Sweden’s cocaine use on the up

Sweden's cocaine use on the up
Cocaine use in Sweden is on the up and up, thanks in part to a sharp fall in street prices, police say. Swedish law enforcers are now considering stationing a police officer in South America to gather intelligence on the drugs trade.

“We can’t tackle global crime by sitting in Sweden. We need to go to the roots of this evil,” said Thord Modin, head of the Swedish National Criminal Investigation Department’s intelligence arm.

Police, social services and Swedish Customs say their experiences all point to an increase in cocaine use in Sweden, according to a new report by police and customs.

Placing a Nordic police liaison officer in Venezuela or Costa Rica would be one way of getting to grips with the problem, police say. They argue that it would improve contact with authorities in the countries where cocaine is produced and through which it is transported. It would also improve contact with the United States Drug Enforcement Agency, “which has great resources and contacts,” said Modin.

Putting a liaison officer in Colombia is not being considered “because of the security situation in the country, but also because of a lack of fast, efficient flight connections and other infrastructure,” said Modin.

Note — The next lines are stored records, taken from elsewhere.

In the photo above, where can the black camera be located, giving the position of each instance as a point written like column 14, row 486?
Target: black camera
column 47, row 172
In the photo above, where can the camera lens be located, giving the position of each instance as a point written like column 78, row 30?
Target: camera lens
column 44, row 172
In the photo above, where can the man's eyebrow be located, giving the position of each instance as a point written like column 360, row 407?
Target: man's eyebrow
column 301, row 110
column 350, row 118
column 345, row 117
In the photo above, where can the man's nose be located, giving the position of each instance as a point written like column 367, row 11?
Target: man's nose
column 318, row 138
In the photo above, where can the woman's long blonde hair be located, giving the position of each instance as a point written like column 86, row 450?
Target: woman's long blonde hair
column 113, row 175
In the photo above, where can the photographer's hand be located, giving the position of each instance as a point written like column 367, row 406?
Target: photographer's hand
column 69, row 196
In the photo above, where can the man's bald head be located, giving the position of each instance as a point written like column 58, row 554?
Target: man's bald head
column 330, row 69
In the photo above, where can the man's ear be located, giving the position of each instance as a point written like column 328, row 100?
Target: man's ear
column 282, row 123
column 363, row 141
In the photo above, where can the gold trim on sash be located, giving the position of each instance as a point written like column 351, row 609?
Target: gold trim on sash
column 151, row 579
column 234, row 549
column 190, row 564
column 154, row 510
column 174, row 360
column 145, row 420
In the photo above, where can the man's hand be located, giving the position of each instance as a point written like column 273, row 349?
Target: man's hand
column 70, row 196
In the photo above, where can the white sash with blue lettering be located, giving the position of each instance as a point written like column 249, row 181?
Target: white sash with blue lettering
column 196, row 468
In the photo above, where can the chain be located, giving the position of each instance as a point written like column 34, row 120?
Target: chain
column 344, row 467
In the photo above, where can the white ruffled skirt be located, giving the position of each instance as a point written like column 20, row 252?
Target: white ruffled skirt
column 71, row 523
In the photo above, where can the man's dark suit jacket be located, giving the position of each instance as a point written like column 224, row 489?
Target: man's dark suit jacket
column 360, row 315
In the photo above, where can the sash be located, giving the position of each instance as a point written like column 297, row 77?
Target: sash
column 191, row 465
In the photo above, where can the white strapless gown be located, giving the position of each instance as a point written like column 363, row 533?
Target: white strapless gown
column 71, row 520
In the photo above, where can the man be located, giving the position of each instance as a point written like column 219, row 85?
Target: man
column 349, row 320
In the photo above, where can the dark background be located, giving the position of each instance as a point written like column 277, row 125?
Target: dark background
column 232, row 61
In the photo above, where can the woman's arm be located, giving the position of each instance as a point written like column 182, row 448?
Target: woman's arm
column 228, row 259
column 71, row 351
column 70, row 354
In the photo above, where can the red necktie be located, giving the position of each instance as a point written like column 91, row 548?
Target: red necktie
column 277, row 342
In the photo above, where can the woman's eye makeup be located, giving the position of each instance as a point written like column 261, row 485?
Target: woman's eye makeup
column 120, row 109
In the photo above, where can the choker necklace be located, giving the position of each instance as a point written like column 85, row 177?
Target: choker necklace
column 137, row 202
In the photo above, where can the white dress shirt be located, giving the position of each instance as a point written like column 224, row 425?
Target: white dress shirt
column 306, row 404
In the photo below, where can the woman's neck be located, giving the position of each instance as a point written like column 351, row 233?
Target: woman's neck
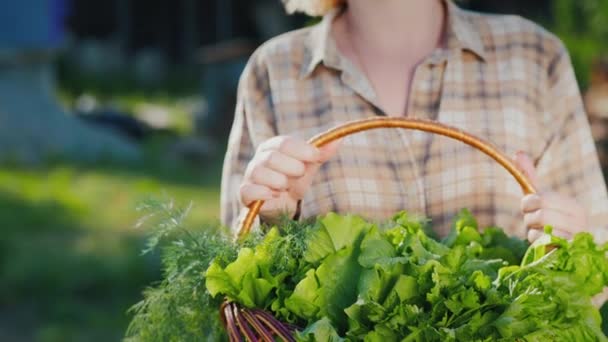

The new report says cocaine use is increasing particularly among young people in Sweden’s cities. Less cocaine – 23 kilos – was seized in Sweden last year than the year before. But 2006 was untypical, as that year customs officers seized two major consignments of a total of 1,300 kilos. Last year the number of seizures was up to 105, from 89 the year before.

Per Westberg, head of Swedish Customs’ criminal investigation arm, said that all information pointed to cocaine being an increasing problem.

“I think this will be shown in our seizure statistics at the end of this year,” he said.

Swedish Customs estimates that 5-10 percent of all narcotics entering Sweden are detected. In order to increase that figure, better intelligence from authorities in other countries in needed, said Westberg. Another important challenge for Swedish police is to get to the core of the smuggling networks, many of which are recruited from particular ethnic groups.

“An individual courier is quite easy to replace,” said Westberg.

The report also says that amphetamines, originating mainly in the Netherlands, Belgium and Poland, are common in Sweden.

Cannabis remains the most common illegal drug, although use is not rising significantly. 80 percent of the cannabis in Sweden comes from Morocco. Swedish authorities need to improve cooperation with these countries too, said Westberg.